Midnight In Paris



It took me a while to write about this film but sure enough here I am discussing Woody Allen's frothy, latest picture. A small delight really. It actually pains me to think that this film could get an Oscar Nomination for Best Picture because it really does it an injustice. Midnight In Paris IS in fact Allen's best film since .. I'm not sure when but it's such a small treat that awards seem such a distance away. The present day setting is a dud but the middle is such a transporting treat, in fact I'd go as far as to say that its middle -which has our main protagonist time travelling to a Paris of the 20s and meeting such iconic figures as Gertrude Stein and Hemingway- is the most transporting hour and change of film I've seen all year. Really, Allen just dazzles us with the period setting and he seems much more at home than in the present day sequences, which feel forced and almost trivial. I think this says a lot about Allen's output of late. He has struggled to find a comfort in the present day stories he has presented to us over the past 15-20 years . It seems that it is only when he goes back in time that he actually finds his niche and musings. Allen has played with the past before, his 1985 gem The Purple Rose Of Cairo -part of his incredible run of great movies in the 1980s- was a heartfelt tribute to cinema and its power.

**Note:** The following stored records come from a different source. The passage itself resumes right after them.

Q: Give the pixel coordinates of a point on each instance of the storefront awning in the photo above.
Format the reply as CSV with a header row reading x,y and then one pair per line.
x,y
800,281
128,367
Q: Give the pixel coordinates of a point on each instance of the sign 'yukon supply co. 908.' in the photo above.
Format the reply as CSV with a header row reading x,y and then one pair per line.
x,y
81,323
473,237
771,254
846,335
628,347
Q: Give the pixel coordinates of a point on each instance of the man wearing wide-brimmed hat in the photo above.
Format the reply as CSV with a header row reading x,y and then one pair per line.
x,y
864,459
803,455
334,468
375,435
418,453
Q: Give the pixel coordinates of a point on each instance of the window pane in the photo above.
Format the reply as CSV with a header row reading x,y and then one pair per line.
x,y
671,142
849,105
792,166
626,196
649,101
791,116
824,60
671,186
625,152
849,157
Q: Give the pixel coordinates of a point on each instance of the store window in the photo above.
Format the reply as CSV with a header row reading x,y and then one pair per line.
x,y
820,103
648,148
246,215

Midnight In Paris is Allen back at home and in familiar ground, looking to the past just like he did in Cairo and Radio Days to bring his own self referential humor and grace. I wouldn't out this one near any "Best Picture" category but it's a light and fluff treat at the theatres. I think one of the reasons many critics have gone gaga over this one is because it is Woody and it is an actualy "Good" movie. However, I'd look at his 2001 underrated gem The Curse Of The Jade Scorpion which represents good, modern day Woody and is just as good as this one.